The hard part is the meeting to decide who owns it, not the implementation.

Printo Tom • May 19

That’s such a sharp way to put it — “the hard part is the meeting to decide who owns it.” Couldn’t agree more. The mechanics of drift detection are lightweight compared to the organizational friction of assigning responsibility. Latency has a home in infra, errors in platform, but semantics sits in that no‑man’s‑land where nobody feels accountable until something breaks.

Your embedding centroid idea is elegant precisely because it lowers the barrier. Cosine similarity plus a cron job is the kind of boring, reliable check that enterprises can actually sustain. Same with PSI on confidence scores — decades of regulatory precedent make it hard to argue against. The blocker isn’t technical; it’s governance.

Feels like the next frontier of MLOps isn’t just tooling, but ownership models. Who gets paged when the outputs start drifting? Until that’s answered, even the simplest monitoring setup risks being shelfware.

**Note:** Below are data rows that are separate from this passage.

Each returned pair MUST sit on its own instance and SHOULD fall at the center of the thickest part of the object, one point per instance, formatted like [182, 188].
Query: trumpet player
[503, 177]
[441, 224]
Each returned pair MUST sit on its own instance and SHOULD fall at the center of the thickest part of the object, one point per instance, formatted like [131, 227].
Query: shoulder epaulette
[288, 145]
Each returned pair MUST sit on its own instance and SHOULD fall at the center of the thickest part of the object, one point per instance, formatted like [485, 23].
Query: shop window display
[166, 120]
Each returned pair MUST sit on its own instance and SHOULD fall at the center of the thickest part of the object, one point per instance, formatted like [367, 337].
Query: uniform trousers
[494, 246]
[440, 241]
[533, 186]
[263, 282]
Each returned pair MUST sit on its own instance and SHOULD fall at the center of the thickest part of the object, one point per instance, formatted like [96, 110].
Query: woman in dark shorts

I’d be curious — have you seen any orgs successfully carve out “semantic SRE” responsibilities, or does it always end up bolted onto data science by default?

Gilder Miller • May 19

Totally agree. The mechanics are easy, the politics are the real blocker. It usually defaults to data science because they own the model, but they are busy training, not monitoring.
I haven't seen a dedicated semantic SRE role yet. Most orgs just bolt it onto data science until someone gets annoyed. It's hard to page someone when they are heads down.
Who do you think should actually get the pager for drift alerts?
Really appreciate the sharp take on the ownership issue.

Printo Tom • May 20

I’d keep it simple: the pager should sit with Platform/SRE, since they already handle runtime anomalies and know how to triage fast. From there, Data Science gets pulled in when it’s clearly a drift issue, and Product decides if it’s business‑critical.

That way, incidents get contained quickly without waking up data scientists mid‑training loop. The real challenge isn’t the mechanics — it’s agreeing that “semantic reliability” belongs in the SRE charter instead of floating in no‑man’s‑land.